I corridori ci regalano una giornata di grande ciclismo, dove si danno battaglia dall'inizio alla fine, tanto che percorrono i quasi 200 chilometri pieni di salita a quasi 47 di media

L' apparenza inganna. Quella di ieri può sembrare a prima vista la classica tappa di trasferimento nella quale poco succede e poco ci si può aspettare. Invece i corridori ci regalano una giornata di grande ciclismo, dove si danno battaglia dall'inizio alla fine, tanto che percorrono i quasi 200 chilometri pieni di salita a quasi 47 di media.

Fughe e controfughe, sempre però controllate dal gruppo, perché tante sono le squadre che vogliono vincere, e molti i corridori che sanno che quella di ieri è per loro l'ultima occasione di gloria.

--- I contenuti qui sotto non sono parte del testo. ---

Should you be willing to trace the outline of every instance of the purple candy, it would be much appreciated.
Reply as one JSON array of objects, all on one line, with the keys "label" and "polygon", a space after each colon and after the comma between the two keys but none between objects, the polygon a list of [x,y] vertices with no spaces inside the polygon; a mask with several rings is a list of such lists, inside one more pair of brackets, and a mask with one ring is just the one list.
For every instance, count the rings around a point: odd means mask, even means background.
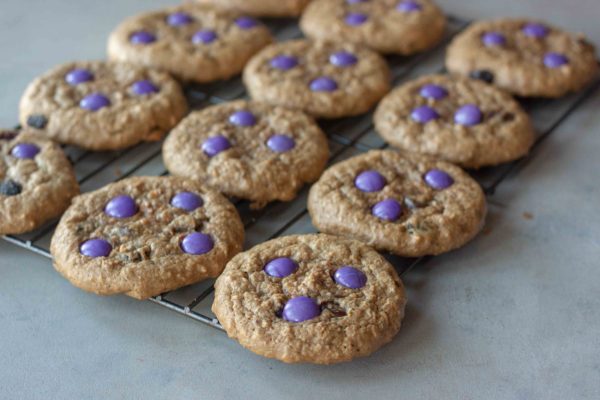
[{"label": "purple candy", "polygon": [[310,90],[313,92],[333,92],[337,88],[337,82],[327,76],[321,76],[310,83]]},{"label": "purple candy", "polygon": [[335,271],[333,279],[338,285],[349,289],[360,289],[367,284],[367,276],[364,272],[347,265]]},{"label": "purple candy", "polygon": [[438,119],[440,115],[433,108],[429,106],[420,106],[415,108],[411,113],[410,117],[413,121],[419,122],[421,124],[426,124],[429,121],[433,121],[434,119]]},{"label": "purple candy", "polygon": [[394,199],[386,199],[375,204],[371,212],[384,221],[396,221],[402,214],[402,206]]},{"label": "purple candy", "polygon": [[40,152],[40,148],[33,143],[19,143],[11,150],[10,154],[19,159],[33,160]]},{"label": "purple candy", "polygon": [[214,157],[222,151],[231,147],[231,143],[225,136],[212,136],[202,143],[202,151],[209,156]]},{"label": "purple candy", "polygon": [[87,69],[74,69],[65,76],[65,81],[72,86],[92,80],[94,80],[94,75]]},{"label": "purple candy", "polygon": [[354,186],[363,192],[379,192],[386,185],[385,178],[377,171],[364,171],[354,179]]},{"label": "purple candy", "polygon": [[104,239],[90,239],[79,247],[81,254],[92,258],[108,257],[111,251],[112,246]]},{"label": "purple candy", "polygon": [[548,68],[559,68],[569,63],[569,59],[560,53],[546,53],[544,65]]},{"label": "purple candy", "polygon": [[419,94],[421,97],[425,97],[426,99],[441,100],[448,96],[448,91],[442,86],[428,83],[421,87]]},{"label": "purple candy", "polygon": [[104,212],[113,218],[131,218],[138,212],[135,200],[127,195],[113,197],[106,207]]},{"label": "purple candy", "polygon": [[108,107],[110,100],[102,93],[92,93],[85,96],[79,102],[79,107],[88,111],[98,111],[101,108]]},{"label": "purple candy", "polygon": [[445,171],[432,169],[425,174],[425,182],[434,189],[442,190],[452,186],[454,179]]},{"label": "purple candy", "polygon": [[217,33],[211,30],[203,30],[194,33],[192,43],[194,44],[209,44],[217,40]]},{"label": "purple candy", "polygon": [[298,269],[298,264],[287,257],[275,258],[265,265],[265,273],[274,278],[285,278]]},{"label": "purple candy", "polygon": [[285,153],[296,146],[296,141],[287,135],[273,135],[267,140],[267,146],[276,153]]},{"label": "purple candy", "polygon": [[454,113],[454,122],[458,125],[473,126],[481,123],[483,114],[475,104],[466,104]]},{"label": "purple candy", "polygon": [[131,85],[131,91],[138,96],[145,96],[158,93],[158,88],[151,81],[144,79],[134,82],[133,85]]},{"label": "purple candy", "polygon": [[206,254],[215,247],[215,243],[209,235],[194,232],[183,238],[181,249],[187,254],[196,256]]},{"label": "purple candy", "polygon": [[304,322],[319,315],[321,315],[321,308],[310,297],[294,297],[283,307],[283,319],[290,322]]}]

Ieri tappa splendida, di un agonismo totale, con un finale mozzafiato, nella stupenda cornice di Bergamo Alta. Vince Bob Jungels, talento assoluto. Ma c'è anche il nostro Nibali, che fa il diavolo a quattro, e porta via i migliori. Da domani con il Mortirolo e la doppia scalata dello Stelvio incomincia il vero Giro. Se Quintana e Nibali hanno ambizioni di successo e vogliono mettere in difficoltà Dumoulin hanno tutto il terreno per farlo.